Haven reads SPSS, Stata, and SAS files, whereas readxl reads excel files.
What function in janitor helps you deal with non-syntactic column names in R and and also ensures column names are systematically handled? Demonstrate its use.
dirty_tibble <- tibble(
`id.number` = c(1,2,3,4,5),
`First Name` = c('Liam','Ally','Jessica', 'David', 'Rohan'),
`LastName` = c('Liam','Ally','Jessica', 'David', 'Rohan')
)
clean_tibble <- dirty_tibble %>%
clean_names()print(clean_tibble)# A tibble: 5 × 3
id_number first_name last_name
<dbl> <chr> <chr>
1 1 Liam Liam
2 2 Ally Ally
3 3 Jessica Jessica
4 4 David David
5 5 Rohan Rohan
The clean_names function handles troublesome variable names with spacing, special characters, or other irregularities. As you can see,id.number, First Name, and LastName now are all separated by an underscore; since one variable had a space, they were all defaultd to a specific standardzied format. This is very beneficial when exporting data from excel or other files, where the variable names may not be clean.
Suppose a data file takes a long time to read in, which can be a problem since we will need to read it in every time we come back to work on it. How could you increase the read in speed of this dataset for future R sessions?
The fread() function is extremely faster (10x) than their base equivalents, which can be found from the data.table package. Even if it doesn’t fit as well into the tidyverse, the speed is very useful for larger datasets.
Required for graduate students, but not for undergraduate students.
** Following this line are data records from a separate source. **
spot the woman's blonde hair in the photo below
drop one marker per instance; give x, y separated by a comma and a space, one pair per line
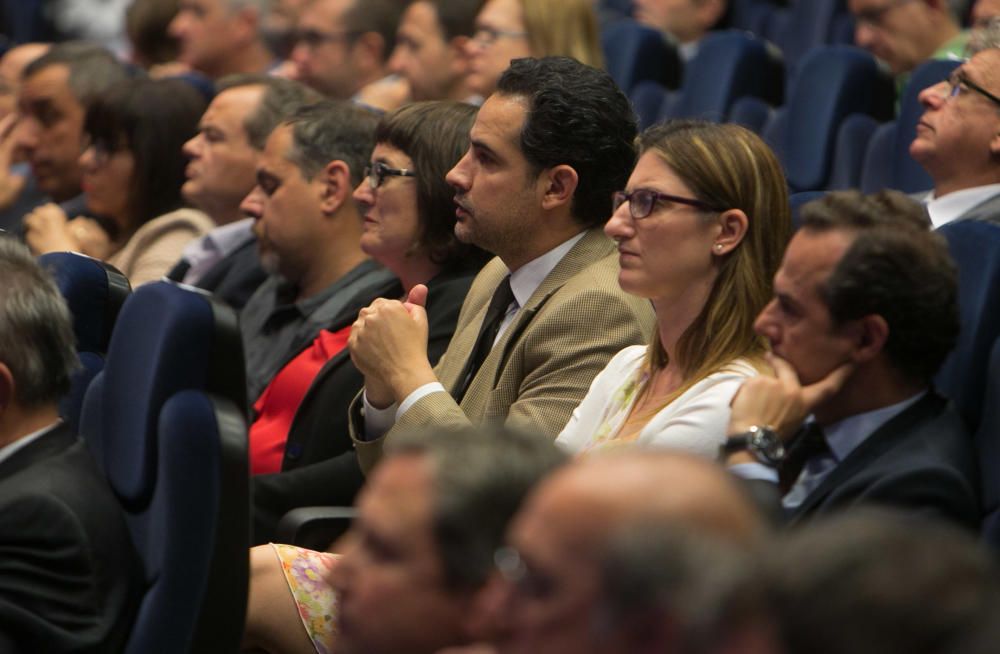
728, 166
563, 27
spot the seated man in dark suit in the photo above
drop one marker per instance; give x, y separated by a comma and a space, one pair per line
957, 141
864, 312
231, 136
69, 575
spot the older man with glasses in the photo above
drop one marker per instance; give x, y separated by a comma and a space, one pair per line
958, 141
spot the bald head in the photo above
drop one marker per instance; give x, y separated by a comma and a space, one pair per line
574, 524
658, 486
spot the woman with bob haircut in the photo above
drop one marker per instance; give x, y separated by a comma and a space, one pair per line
301, 452
133, 169
701, 228
510, 29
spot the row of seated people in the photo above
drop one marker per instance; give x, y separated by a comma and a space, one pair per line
597, 342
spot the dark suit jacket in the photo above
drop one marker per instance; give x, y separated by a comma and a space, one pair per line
320, 467
70, 579
235, 277
922, 459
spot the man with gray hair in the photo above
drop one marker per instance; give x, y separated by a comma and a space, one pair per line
631, 552
958, 137
342, 50
308, 235
416, 570
55, 91
222, 37
231, 136
70, 578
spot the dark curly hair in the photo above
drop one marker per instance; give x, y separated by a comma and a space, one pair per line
577, 117
896, 268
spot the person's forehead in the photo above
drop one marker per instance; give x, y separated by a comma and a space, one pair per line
232, 106
51, 82
984, 69
500, 120
811, 257
325, 14
398, 498
421, 20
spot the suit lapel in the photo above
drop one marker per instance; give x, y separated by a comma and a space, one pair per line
873, 447
592, 247
57, 439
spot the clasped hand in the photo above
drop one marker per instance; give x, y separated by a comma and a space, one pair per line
782, 402
388, 344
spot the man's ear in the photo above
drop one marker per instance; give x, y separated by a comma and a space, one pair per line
6, 387
368, 49
870, 334
560, 184
336, 181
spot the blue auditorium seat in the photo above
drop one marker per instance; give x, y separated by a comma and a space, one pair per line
166, 420
94, 292
635, 53
729, 65
832, 83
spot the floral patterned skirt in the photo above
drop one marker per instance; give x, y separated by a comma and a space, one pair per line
307, 573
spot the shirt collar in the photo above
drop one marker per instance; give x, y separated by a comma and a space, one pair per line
947, 208
8, 450
525, 280
844, 436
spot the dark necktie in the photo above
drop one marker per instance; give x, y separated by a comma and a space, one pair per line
495, 313
809, 443
179, 270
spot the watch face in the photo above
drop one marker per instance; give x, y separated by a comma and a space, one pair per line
767, 444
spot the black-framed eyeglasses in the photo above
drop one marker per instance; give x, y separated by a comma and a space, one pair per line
312, 39
642, 201
958, 82
378, 171
487, 36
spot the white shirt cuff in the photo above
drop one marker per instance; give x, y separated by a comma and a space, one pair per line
416, 395
754, 471
377, 421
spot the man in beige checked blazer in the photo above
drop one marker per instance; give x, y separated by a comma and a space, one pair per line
547, 151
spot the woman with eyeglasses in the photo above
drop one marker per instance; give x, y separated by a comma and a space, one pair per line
301, 453
409, 220
511, 29
701, 229
133, 170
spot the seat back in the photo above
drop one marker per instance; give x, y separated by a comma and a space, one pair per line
975, 247
908, 175
94, 292
166, 421
832, 83
988, 450
634, 53
729, 65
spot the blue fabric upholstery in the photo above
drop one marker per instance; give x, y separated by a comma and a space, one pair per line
94, 292
988, 449
634, 53
166, 422
975, 247
796, 200
729, 65
832, 83
849, 153
876, 173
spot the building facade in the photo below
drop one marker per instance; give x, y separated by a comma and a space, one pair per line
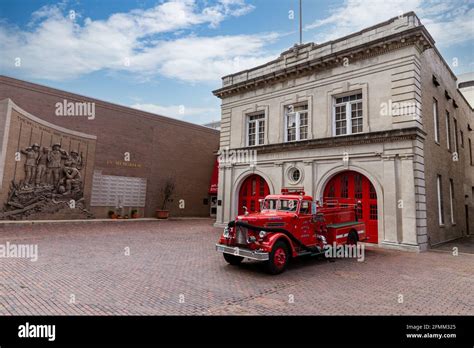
375, 117
65, 156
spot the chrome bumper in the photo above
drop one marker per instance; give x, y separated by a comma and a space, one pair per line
250, 254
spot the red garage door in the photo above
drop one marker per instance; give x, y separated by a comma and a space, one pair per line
349, 187
252, 189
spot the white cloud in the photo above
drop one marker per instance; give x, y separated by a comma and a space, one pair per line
178, 111
448, 22
204, 58
56, 47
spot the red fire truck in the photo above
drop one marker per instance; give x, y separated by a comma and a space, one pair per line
289, 225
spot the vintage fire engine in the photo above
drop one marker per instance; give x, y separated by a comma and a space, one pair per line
290, 225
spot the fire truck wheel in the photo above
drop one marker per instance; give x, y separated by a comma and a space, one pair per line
279, 257
232, 259
352, 238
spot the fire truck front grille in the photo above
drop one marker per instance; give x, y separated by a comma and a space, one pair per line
275, 224
241, 235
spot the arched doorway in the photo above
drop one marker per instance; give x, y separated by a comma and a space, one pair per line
253, 188
349, 187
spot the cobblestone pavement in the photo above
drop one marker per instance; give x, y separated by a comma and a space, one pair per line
463, 245
173, 269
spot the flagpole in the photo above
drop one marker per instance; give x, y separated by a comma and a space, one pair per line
301, 24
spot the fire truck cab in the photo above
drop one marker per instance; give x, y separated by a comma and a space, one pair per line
289, 225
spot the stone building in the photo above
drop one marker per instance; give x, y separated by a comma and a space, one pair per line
375, 116
65, 156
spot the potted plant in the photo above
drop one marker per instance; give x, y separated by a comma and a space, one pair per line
166, 192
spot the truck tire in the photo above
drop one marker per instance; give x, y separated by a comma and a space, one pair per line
278, 259
233, 259
352, 238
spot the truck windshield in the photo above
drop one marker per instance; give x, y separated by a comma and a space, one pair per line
280, 204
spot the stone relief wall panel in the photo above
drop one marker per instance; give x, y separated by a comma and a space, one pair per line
47, 170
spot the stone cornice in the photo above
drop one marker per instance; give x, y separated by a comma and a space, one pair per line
411, 133
417, 36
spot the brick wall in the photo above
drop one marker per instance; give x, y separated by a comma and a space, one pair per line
158, 146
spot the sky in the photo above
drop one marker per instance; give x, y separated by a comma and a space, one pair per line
167, 56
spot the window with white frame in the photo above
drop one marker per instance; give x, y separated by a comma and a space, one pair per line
296, 121
451, 200
348, 116
256, 129
439, 186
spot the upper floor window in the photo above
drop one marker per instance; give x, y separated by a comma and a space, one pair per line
448, 131
296, 121
256, 129
439, 187
348, 114
456, 143
470, 153
436, 119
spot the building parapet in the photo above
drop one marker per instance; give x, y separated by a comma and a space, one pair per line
304, 59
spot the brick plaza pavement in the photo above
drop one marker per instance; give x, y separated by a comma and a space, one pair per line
172, 268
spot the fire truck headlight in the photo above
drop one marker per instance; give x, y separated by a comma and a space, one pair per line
226, 232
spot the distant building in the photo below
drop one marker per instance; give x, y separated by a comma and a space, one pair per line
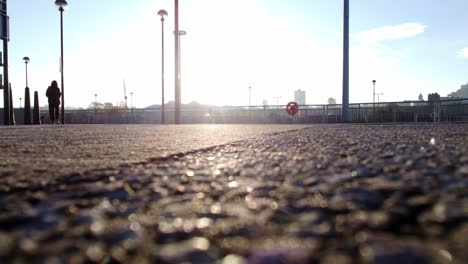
299, 97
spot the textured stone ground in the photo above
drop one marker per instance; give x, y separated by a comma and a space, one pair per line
44, 152
327, 194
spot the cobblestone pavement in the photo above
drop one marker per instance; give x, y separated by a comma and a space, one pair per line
324, 194
29, 153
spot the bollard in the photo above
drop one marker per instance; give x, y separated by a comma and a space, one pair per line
12, 109
27, 107
36, 113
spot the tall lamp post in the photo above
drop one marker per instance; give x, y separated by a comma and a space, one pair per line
62, 5
95, 102
378, 97
162, 13
176, 63
250, 91
345, 109
179, 79
26, 61
373, 91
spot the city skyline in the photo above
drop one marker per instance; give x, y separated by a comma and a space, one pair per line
409, 48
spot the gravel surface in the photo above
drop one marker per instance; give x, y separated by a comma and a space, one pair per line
43, 152
328, 194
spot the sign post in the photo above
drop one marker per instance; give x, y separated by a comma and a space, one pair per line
4, 34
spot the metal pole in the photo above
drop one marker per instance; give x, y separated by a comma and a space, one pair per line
177, 68
162, 70
345, 110
27, 75
62, 68
6, 81
373, 101
250, 89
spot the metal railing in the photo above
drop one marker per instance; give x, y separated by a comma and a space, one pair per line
387, 112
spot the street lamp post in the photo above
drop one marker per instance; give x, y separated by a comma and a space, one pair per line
373, 92
95, 102
162, 13
26, 61
177, 64
345, 109
179, 80
250, 90
62, 5
378, 97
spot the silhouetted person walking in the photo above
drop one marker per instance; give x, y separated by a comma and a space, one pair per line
53, 93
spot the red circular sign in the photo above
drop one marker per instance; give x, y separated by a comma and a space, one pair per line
292, 108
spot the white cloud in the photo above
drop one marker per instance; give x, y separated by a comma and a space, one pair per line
463, 53
406, 30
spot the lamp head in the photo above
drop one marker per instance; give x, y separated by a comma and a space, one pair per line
162, 13
61, 5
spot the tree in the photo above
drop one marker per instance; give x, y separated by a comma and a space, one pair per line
461, 93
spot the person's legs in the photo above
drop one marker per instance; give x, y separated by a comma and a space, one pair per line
51, 113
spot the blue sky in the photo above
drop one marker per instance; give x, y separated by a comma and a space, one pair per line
275, 46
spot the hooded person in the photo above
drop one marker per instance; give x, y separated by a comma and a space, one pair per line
53, 94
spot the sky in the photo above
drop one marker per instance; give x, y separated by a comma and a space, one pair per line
273, 46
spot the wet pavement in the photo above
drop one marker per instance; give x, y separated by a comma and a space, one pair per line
323, 194
40, 153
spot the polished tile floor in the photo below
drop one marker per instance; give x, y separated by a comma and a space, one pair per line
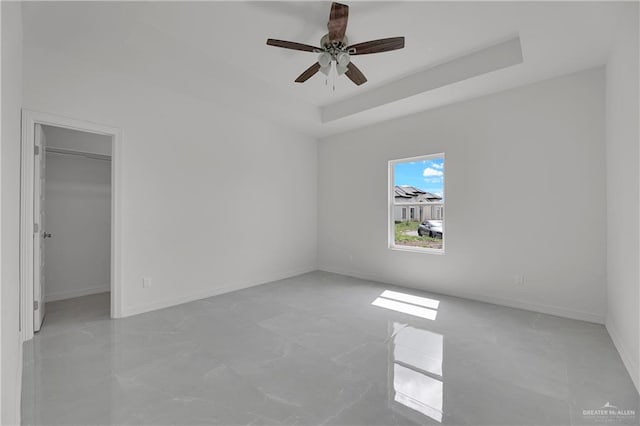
322, 349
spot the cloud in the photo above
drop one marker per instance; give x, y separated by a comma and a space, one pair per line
433, 180
431, 172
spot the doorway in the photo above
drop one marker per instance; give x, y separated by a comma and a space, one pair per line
76, 225
69, 224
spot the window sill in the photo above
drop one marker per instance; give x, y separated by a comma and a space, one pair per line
417, 249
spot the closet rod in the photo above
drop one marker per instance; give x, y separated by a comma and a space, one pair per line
78, 153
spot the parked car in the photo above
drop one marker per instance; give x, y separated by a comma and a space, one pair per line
432, 228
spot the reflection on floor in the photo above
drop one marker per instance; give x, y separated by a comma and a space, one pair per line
316, 349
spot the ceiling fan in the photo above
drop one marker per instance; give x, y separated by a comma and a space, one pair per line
335, 48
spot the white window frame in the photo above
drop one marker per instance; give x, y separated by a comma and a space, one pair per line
391, 205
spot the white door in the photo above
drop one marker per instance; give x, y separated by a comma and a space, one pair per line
39, 234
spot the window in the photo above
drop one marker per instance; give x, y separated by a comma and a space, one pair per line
417, 184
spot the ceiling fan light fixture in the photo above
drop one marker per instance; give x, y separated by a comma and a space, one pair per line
324, 59
343, 59
326, 70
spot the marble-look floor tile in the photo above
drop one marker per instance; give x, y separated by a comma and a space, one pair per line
314, 350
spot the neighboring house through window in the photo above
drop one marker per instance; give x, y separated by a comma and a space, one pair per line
417, 184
Extract 2016 total population estimates for each state and DC from cc-est2016-alldata.csv contained in the data subdirectory. Force RStudio to display all rows and have them arranged from largest to smallest in population.
Hint: May want to read the cc-est2016-alldata.pdf for details.